Philippe Bilger ne passe pas inaperçu dans le paysage judiciaire français. Magistrat honoraire, récemment nommé of counsel au sein du cabinet Luchtenberg Avocats, il est également président de l’Institut de la parole. Une formation personnalisée qui vise à apprendre à s’exprimer en public avec aisance et conviction. Si l’exercice est très souvent source d’inquiétudes, Philippe Bilger propose une méthode pour l’aborder sereinement. Un travail susceptible d’être utile à des directeurs juridiques ou à des avocats d’affaires pour convaincre, exposer ou négocier.
Qu’est-ce que l’Institut de la parole ?
Il s’agit d’une formation qui a pour objectif de perfectionner la parole, de permettre de développer un discours en public sans le moindre support extérieur. C’est ce que j’appelle la parole authentique, ou pleine selon Lacan. Elle est à distinguer de l’éloquence qui est certes une cerise sur un gâteau, mais par expérience j’ai pu constater que le gâteau était souvent peu dense, voire vide. Il n’y a pas de parole de qualité sans affirmation d’une personnalité. L’orateur a à compter sur lui-même tout en sachant en même temps s’oublier. L’exercice n’est pas simple et, pour réussir, impose spontanéité, sincérité et structuration intellectuelle pour intéresser et convaincre les auditeurs.

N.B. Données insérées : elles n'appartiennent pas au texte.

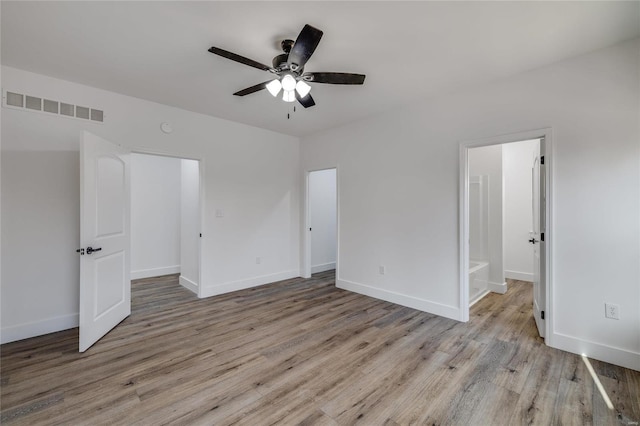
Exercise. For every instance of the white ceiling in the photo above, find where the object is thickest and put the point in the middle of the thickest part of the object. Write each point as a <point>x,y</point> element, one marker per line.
<point>408,50</point>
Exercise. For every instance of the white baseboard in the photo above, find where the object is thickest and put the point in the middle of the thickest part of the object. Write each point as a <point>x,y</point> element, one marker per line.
<point>208,291</point>
<point>401,299</point>
<point>478,297</point>
<point>520,276</point>
<point>323,267</point>
<point>188,284</point>
<point>497,287</point>
<point>610,354</point>
<point>38,328</point>
<point>155,272</point>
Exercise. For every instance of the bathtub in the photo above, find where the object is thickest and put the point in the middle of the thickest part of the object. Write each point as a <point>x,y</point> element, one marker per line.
<point>478,280</point>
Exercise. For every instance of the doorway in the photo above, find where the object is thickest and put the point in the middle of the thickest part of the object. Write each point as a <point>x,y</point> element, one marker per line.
<point>321,222</point>
<point>165,218</point>
<point>495,246</point>
<point>105,229</point>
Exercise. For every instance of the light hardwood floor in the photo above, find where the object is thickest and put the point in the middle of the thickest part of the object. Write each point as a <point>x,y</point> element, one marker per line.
<point>304,352</point>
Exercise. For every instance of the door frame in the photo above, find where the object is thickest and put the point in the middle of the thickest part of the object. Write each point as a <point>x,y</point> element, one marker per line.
<point>463,215</point>
<point>306,234</point>
<point>201,201</point>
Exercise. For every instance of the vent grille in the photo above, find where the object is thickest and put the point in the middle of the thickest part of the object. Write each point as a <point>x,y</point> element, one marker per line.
<point>48,106</point>
<point>82,112</point>
<point>34,103</point>
<point>14,99</point>
<point>66,109</point>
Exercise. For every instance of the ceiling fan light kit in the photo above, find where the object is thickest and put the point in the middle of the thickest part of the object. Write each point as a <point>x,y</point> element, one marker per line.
<point>289,69</point>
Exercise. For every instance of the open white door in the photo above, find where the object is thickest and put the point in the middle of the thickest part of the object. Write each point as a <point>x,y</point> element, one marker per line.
<point>105,286</point>
<point>537,239</point>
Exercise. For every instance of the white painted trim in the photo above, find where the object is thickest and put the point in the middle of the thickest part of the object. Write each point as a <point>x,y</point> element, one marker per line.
<point>228,287</point>
<point>610,354</point>
<point>497,287</point>
<point>323,267</point>
<point>155,272</point>
<point>38,328</point>
<point>477,299</point>
<point>400,299</point>
<point>188,284</point>
<point>520,276</point>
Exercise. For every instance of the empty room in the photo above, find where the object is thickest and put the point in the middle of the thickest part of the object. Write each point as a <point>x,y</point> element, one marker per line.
<point>320,212</point>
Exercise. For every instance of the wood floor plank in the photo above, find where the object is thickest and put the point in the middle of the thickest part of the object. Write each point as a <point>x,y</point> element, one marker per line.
<point>305,352</point>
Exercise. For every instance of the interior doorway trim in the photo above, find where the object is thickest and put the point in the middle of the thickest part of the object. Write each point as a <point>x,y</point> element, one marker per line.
<point>201,200</point>
<point>306,233</point>
<point>463,215</point>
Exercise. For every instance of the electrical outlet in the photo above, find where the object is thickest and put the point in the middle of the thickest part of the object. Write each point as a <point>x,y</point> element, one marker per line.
<point>611,311</point>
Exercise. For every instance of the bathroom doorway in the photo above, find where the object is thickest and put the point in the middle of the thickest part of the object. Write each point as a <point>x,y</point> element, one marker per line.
<point>505,183</point>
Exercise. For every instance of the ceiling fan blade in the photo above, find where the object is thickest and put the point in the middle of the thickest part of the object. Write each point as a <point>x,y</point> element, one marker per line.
<point>334,77</point>
<point>252,89</point>
<point>304,47</point>
<point>307,101</point>
<point>238,58</point>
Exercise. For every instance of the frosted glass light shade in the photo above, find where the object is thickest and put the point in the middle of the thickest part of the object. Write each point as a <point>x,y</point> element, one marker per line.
<point>274,87</point>
<point>288,83</point>
<point>288,96</point>
<point>303,88</point>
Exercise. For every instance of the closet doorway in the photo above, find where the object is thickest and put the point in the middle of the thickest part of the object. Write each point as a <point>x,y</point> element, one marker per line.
<point>321,252</point>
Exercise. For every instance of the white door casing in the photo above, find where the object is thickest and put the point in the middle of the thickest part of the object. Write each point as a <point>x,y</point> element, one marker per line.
<point>105,286</point>
<point>538,226</point>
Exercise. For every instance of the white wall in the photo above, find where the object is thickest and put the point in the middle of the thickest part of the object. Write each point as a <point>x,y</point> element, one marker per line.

En quoi consiste cette formation ?
L’atmosphère générale de cette formation est l’empathie critique. Il ne s’agit pas d’une évaluation, mais plutôt d’une psychologie opératoire visant à identifier les forces et les faiblesses de la personne pour une parole libre. Elle dure généralement deux ou trois heures. D’abord, la lecture d’un texte pour examiner le rapport au langage et l’attitude générale. Puis, durant un laps de temps variable, la relation des séquences fondamentales de la vie de la personne. Une étape qui me permet déjà d’appréhender la finesse de mon interlocuteur, la richesse de son vocabulaire, sa capacité à répondre aux questions posées et la qualité de son argumentation. Vient enfin le moment de la mise en situation : la personne est conviée à choisir n’importe quel sujet et à organiser mentalement les pensées qui s’y rapportent. Prête, elle livre un discours, durant le temps qu’elle aura préalablement déterminé. Ensemble, nous effectuons la critique : regard, voix, attitude, cohérence, force et qualité de la parole sont discutés. Les écueils fondamentaux dénoncés : la pensée circulaire, c’est à dire que c’est vrai parce que je le dis, la parole ne s’élève pas et trop souvent la pauvreté des idées aboutit à une pauvreté du discours. Les cinq minutes prévues se réduisant souvent à deux ou trois. La règle fondamentale : la liberté et l’apparente improvisation exigent en amont une implacable structuration mentale.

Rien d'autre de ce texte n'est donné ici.